We launched Starling with the aim of being a different kind of bank; one that was open and transparent with its customers in a way that banks had never been before. That objective was partly why we opened the Starling Community Forum, because we wanted to provide an online forum where our customers could give us feedback, talk directly with our product developers, help each other out with product queries and discuss wider developments in the fintech world.
We’re immensely proud of the products and services we provide for our customers - nearly 250,000 accounts have been opened - but it’s time to admit that this experiment of having a forum hasn’t turned out the way we would have hoped, so today we’re closing it.
We’re truly sorry to Starling customers who enjoyed the forum and found it helpful. But we believe that the decision is in the best interests of the majority of our customers, most of whom have never used it at all.
We have not made this decision lightly. It’s hard to admit to getting things wrong, and we expect lots of smart people who believe passionately in freedom of speech to be disappointed. So in the spirit of the honesty we champion here at Starling, we want to explain why.
Getting our priorities right
When we launched the forum in 2017, it was in some sense a big experiment - after all, most banks don’t provide anything like it – but we took the view that it was better to have a space where we could post and engage with our customers. Too often, however, we’ve found the challenge of running it has proved too big a distraction from our core job, which is to protect the interests of our wider customer base and to grow the bank.
We had hoped the forum would be a place where customers could openly discuss with each other questions they may have about our app. In reality, however, we’ve found that a small but vocal minority of forum members have had unrealistic expectations of what it is for. In addition, the conversations that take place there often expose potentially sensitive customer information.
It’s important to note that as a bank we exist in a highly regulated environment and this hampers how openly we can converse in our forum, particularly when individual cases are raised. Often, customers would use the space to escalate issues, but yet we couldn't share personal information on the forum or answer questions or complaints from individual customers on how we detect fraud or spot potential money laundering.
We’re bound by strict “tipping off” rules not to do anything to prejudice any investigation by the authorities for wrongdoing. We usually can’t tell a user why, for example, their account has been blocked, and in addition, we can’t responsibly expose a customer’s full situation in any of our responses. This is something all banks face, but because most of them don’t have open forums, it’s not one that surfaces in the public domain very often.

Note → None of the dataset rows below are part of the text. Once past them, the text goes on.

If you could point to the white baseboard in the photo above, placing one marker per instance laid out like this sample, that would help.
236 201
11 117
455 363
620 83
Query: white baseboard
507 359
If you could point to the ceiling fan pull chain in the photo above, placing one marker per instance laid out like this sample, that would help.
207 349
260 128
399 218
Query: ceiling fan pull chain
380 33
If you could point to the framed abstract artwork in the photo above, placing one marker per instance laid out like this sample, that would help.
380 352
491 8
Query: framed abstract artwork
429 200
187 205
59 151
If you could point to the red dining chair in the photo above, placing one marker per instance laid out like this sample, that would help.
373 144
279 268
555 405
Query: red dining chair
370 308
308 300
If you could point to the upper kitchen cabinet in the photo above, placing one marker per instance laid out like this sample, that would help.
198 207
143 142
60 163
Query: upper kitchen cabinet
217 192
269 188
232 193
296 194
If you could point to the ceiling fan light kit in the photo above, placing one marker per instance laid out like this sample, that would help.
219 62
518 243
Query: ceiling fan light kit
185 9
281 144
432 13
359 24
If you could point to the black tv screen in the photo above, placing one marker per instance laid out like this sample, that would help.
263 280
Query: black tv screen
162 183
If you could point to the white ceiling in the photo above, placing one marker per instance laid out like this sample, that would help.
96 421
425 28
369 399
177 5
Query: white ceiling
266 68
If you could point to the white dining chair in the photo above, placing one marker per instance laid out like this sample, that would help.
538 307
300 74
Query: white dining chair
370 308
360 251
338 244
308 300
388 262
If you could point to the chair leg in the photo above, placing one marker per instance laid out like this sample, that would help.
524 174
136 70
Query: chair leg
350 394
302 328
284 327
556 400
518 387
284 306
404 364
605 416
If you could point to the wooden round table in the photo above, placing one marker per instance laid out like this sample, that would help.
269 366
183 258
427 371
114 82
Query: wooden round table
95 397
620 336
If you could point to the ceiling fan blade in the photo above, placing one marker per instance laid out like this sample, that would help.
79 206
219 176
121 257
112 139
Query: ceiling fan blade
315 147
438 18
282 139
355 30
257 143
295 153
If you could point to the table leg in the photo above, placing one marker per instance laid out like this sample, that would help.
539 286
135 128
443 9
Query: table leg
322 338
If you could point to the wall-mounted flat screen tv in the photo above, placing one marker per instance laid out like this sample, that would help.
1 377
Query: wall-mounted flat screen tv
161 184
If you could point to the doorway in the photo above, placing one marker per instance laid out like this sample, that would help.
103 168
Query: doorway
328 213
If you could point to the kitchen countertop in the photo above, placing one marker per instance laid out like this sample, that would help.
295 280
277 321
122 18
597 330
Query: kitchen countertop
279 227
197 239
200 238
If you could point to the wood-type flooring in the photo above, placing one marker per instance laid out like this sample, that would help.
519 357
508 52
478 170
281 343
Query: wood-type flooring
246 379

While we take our responsibility of protecting our customers in this way very seriously, we also have a duty to ensure that our staff and our ‘gurus’ – unpaid volunteers and Starling customers who play a prominent role on our forum – are not subject to impossible requests, or sometimes hostility. There are times when our staff are asked to respond to a forum member who says their card has been declined when it has not, who might ask us to release funds that have been frozen by courts, or who posts incomplete screenshots of conversations with our customer support team that don’t give a fair and true representation of the full interaction.
For the greater good
There will no doubt be some who claim we’re closing the forum because we’re trying to avoid negative feedback – but that’s not true. We welcome and actively encourage thoughts and suggestions from customers that help us improve the product and enhance the Starling experience for all. While we know we don’t always get things 100% right, we always want to learn from our users, but based on experience, we now believe there are more effective and healthy ways of registering and responding to feedback.
On reflection, in running a forum we were effectively setting up ourselves as a publisher, with a duty to take responsibility for the content published on our forum. But as a bank, we are different from conventional publishers. It’s not just about the law. It’s also about trust. Our customers trust us with their hard-earned money and we have a duty to them to maintain that trust. Part of that meant ensuring that our forum felt like a safe, productive, useful and positive place, but we found this harder to achieve than we imagined and we know now that we’re just not suited to being a publisher of user-generated content.
Continuing the conversation
We have closed our forum, but we remain as dedicated as ever to having an open dialogue with our customers and the wider fintech community. Our commitment to openness is clear from our decision to publish our gender pay gap, even though it wasn’t required by law, and by our first annual ‘Letter from the CEO’.
We’ll continue to post information about technical disruptions to the bank and we’ll carry on alerting our customers about important technical issues in-app and by email – all services that banks have never traditionally offered.
We’ll also remain active on all our social media channels, and our blog and monthly newsletter, The Murmur, will continue to provide great content about our products and offer helpful financial information. We’ll still be out and about at conferences and consumer events and our users can still contact us via our customer services department, which is staffed 100% by humans, not bots.
This isn’t the end of the conversation. We’re just figuring out a different way to have it.